🤖 AI Summary
Existing EDA datasets suffer from limited scale, single-modality representation, and misalignment across heterogeneous design abstractions, hindering the development of AI-driven circuit design methodologies. To address these limitations, ForgeEDA introduces the first open-source, end-to-end multimodal IC design dataset, unifying diverse representations—including RTL code, mapped netlists, AIG graphs, and placement netlists—under a standardized schema. It is constructed via a robust end-to-end toolchain encompassing HDL parsing, logic synthesis, formal graph modeling, and physical design.

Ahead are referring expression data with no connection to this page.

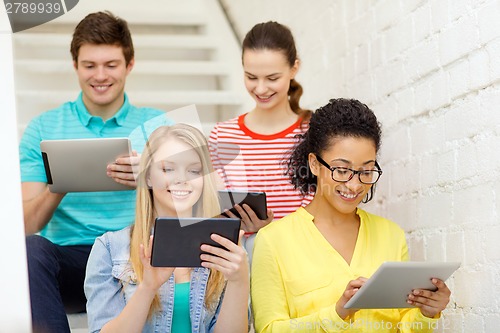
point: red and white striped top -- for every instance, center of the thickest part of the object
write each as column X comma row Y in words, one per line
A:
column 248, row 161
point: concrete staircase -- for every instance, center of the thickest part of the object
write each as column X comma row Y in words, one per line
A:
column 186, row 54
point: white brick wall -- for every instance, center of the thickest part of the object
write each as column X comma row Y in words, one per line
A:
column 430, row 69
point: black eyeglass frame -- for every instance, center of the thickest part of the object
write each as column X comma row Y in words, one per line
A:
column 353, row 172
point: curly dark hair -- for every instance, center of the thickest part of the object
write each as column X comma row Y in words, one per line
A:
column 339, row 118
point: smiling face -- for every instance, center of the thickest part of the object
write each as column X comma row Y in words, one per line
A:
column 176, row 178
column 348, row 152
column 102, row 72
column 267, row 77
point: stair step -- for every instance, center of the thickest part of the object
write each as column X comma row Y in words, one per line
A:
column 142, row 67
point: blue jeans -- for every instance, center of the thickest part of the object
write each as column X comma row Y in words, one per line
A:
column 56, row 274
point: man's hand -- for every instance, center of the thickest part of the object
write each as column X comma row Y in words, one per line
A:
column 124, row 169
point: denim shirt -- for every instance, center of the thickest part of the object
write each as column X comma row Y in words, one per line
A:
column 110, row 282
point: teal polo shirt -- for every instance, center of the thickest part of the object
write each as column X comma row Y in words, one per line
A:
column 83, row 216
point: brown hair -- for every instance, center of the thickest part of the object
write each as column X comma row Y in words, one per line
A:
column 102, row 28
column 277, row 37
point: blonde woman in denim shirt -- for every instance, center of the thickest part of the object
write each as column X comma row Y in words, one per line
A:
column 126, row 294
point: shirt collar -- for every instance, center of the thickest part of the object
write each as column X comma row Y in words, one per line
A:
column 85, row 116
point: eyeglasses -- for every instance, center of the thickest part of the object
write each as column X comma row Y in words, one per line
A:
column 343, row 175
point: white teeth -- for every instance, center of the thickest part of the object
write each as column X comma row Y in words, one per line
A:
column 348, row 196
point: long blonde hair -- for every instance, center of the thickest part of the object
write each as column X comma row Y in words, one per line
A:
column 207, row 205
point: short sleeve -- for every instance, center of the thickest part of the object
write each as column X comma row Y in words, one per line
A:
column 32, row 169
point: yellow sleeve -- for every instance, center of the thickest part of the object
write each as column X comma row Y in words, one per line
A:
column 269, row 298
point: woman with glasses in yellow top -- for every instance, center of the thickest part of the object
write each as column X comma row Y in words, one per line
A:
column 311, row 262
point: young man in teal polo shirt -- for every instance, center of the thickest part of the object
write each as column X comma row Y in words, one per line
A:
column 67, row 224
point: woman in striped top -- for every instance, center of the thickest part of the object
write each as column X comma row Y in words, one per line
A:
column 249, row 151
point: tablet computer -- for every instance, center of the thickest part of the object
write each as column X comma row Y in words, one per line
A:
column 177, row 241
column 390, row 285
column 79, row 165
column 256, row 200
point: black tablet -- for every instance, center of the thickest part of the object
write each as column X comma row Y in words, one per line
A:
column 177, row 241
column 256, row 200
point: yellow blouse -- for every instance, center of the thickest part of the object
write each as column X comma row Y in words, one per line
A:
column 297, row 277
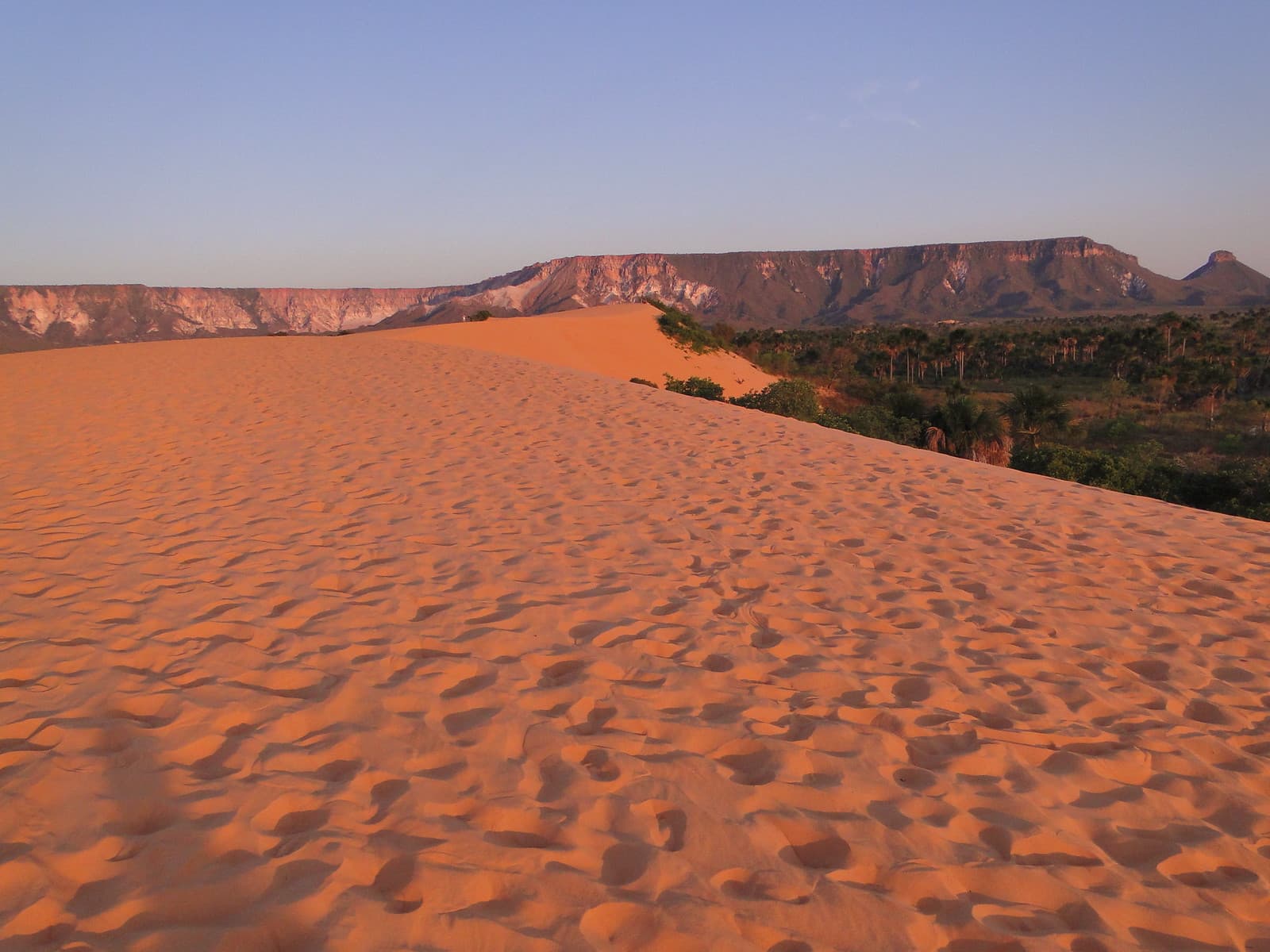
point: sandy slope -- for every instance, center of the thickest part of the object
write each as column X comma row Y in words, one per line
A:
column 330, row 644
column 616, row 340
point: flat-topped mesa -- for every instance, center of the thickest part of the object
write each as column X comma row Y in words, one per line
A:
column 914, row 283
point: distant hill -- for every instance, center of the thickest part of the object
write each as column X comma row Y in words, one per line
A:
column 747, row 289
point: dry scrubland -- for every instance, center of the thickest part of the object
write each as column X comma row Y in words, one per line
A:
column 374, row 644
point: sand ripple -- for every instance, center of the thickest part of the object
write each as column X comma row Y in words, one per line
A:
column 366, row 644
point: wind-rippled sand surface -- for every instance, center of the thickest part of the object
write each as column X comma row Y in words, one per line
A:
column 370, row 644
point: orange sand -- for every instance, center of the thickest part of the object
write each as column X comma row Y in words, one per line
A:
column 370, row 644
column 618, row 340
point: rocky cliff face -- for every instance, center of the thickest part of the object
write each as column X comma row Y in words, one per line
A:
column 764, row 289
column 98, row 314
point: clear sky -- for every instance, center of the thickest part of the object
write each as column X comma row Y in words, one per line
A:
column 413, row 144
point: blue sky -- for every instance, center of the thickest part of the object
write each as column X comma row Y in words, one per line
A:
column 412, row 144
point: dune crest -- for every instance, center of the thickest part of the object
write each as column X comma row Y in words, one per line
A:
column 615, row 340
column 370, row 643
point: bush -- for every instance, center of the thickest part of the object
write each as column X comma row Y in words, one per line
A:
column 785, row 397
column 683, row 329
column 702, row 387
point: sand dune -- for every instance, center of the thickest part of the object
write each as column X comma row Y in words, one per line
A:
column 616, row 340
column 371, row 644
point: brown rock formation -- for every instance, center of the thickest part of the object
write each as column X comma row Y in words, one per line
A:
column 764, row 289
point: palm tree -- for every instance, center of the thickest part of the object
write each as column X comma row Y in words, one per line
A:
column 959, row 340
column 911, row 340
column 1034, row 410
column 963, row 428
column 892, row 347
column 1168, row 323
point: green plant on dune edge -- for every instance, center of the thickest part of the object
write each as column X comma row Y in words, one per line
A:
column 1033, row 427
column 683, row 329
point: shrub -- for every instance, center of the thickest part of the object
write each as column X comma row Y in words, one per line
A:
column 683, row 328
column 702, row 387
column 785, row 397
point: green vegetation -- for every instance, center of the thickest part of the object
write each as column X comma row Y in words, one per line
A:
column 683, row 329
column 702, row 387
column 1159, row 405
column 785, row 397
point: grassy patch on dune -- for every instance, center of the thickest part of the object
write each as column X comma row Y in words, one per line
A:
column 683, row 329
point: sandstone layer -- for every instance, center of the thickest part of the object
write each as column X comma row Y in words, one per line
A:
column 1049, row 277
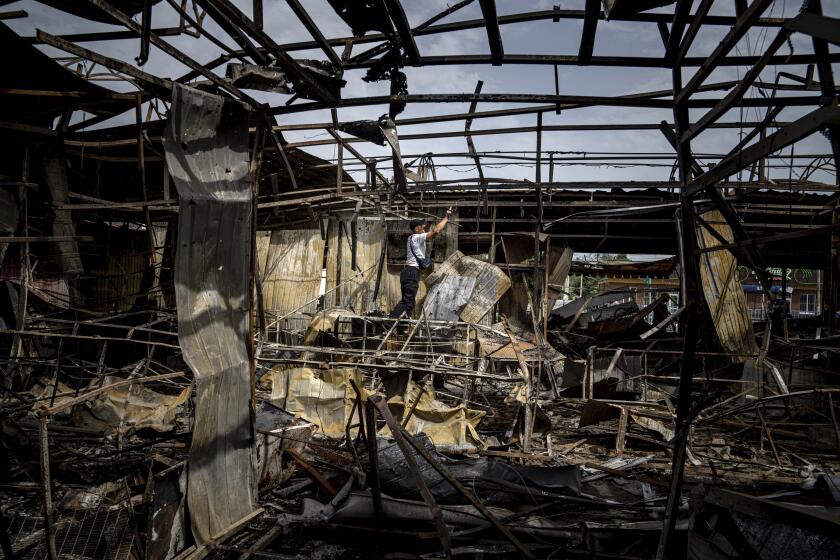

This dataset fills a critical gap in large-scale, highly aligned, multi-granularity circuit data. Empirical evaluation reveals significant performance bottlenecks of mainstream EDA algorithms in PPA (Power, Performance, Area) optimization. Models trained on ForgeEDA demonstrate improved prediction accuracy and enhanced cross-task transferability, thereby advancing the AI-EDA methodology.
📝 Abstract
We introduce ForgeEDA, an open-source comprehensive circuit dataset across various categories. ForgeEDA includes diverse circuit representations such as Register Transfer Level (RTL) code, Post-mapping (PM) netlists, And-Inverter Graphs (AIGs), and placed netlists, enabling comprehensive analysis and development. We demonstrate ForgeEDA's utility by benchmarking state-of-the-art EDA algorithms on critical tasks such as Power, Performance, and Area (PPA) optimization, highlighting its ability to expose performance gaps and drive advancements. Additionally, ForgeEDA's scale and diversity facilitate the training of AI models for EDA tasks, demonstrating its potential to improve model performance and generalization. By addressing limitations in existing datasets, ForgeEDA aims to catalyze breakthroughs in modern IC design and support the next generation of innovations in EDA.